Class: Class 10 Mathematics Type: Answer Key & Hints Verified Solutions
Section A: Answer Guide
Q1. Volume = Volume of hemisphere + Volume of cone = $\frac{2}{3}\pi r^3 + \frac{1}{3}\pi r^2 h = \frac{2}{3}\pi(2^3) + \frac{1}{3}\pi(2^2)(2) = 8\pi = 25.12\text{ cm}^3$.
Q2. Volume is constant: $\frac{4}{3}\pi (4.2)^3 = \pi (6)^2 h \rightarrow h = \frac{4 \times 74.088}{3 \times 36} = 2.744\text{ cm}$.
Q3. Volume left = Vol of cylinder - (Vol of cone + Vol of hemisphere) = $1.131\text{ m}^3$.

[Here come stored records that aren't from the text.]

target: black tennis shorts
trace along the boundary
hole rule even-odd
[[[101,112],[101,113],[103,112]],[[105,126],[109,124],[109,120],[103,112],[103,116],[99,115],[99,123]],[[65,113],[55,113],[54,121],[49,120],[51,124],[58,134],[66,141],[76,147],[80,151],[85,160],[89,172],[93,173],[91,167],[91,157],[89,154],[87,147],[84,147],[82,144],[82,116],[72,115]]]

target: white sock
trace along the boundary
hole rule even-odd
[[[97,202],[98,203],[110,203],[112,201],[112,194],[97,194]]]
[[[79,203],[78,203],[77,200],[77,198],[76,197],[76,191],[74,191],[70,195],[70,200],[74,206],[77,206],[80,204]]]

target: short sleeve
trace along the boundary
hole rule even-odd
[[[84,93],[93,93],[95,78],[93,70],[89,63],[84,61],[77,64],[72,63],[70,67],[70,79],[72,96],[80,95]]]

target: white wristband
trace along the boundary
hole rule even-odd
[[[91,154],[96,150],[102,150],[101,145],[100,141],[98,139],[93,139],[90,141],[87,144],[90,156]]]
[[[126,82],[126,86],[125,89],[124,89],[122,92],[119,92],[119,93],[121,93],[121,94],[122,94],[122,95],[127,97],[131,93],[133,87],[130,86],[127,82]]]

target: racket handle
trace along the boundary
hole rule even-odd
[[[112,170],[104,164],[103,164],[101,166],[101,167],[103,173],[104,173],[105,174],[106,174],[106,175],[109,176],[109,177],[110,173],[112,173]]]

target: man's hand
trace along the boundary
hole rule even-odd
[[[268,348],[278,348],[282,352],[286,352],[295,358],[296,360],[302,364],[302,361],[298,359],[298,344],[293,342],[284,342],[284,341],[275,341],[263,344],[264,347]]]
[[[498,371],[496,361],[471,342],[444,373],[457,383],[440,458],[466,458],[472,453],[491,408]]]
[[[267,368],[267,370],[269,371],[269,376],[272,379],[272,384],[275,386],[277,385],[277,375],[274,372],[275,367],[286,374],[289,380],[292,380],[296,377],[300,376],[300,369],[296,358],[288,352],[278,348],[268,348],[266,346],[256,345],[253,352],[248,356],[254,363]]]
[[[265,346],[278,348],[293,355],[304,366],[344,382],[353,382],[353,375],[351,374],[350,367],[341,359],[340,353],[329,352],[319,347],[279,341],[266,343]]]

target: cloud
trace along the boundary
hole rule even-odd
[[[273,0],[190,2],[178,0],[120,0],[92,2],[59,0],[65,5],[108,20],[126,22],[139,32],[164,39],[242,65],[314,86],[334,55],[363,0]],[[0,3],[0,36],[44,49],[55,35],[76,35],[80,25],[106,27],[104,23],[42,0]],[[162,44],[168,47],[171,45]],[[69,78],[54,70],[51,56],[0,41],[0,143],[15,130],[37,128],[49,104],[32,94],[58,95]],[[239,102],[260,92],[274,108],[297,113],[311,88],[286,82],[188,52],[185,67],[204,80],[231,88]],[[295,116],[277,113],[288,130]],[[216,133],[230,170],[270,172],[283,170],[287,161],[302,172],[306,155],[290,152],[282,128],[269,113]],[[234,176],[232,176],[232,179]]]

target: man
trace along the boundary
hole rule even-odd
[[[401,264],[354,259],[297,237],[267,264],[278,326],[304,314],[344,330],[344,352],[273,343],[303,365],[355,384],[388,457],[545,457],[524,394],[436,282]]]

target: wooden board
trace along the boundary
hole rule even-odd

Q4. Volume of frustum = $\frac{1}{3}\pi h (R^2 + r^2 + Rr) = 10449.92\text{ cm}^3 = 10.45\text{ litres}. Cost = $10.45 \times 40 = \text{Rs. } 418$.
Q5. Total volume = Vol of sphere + Vol of cylinder = $\frac{4}{3}\pi R^3 + \pi r^2 h = 321.39 + 25.13 = 346.51\text{ cm}^3. She is incorrect (actual volume is $346.51\text{ cm}^3$).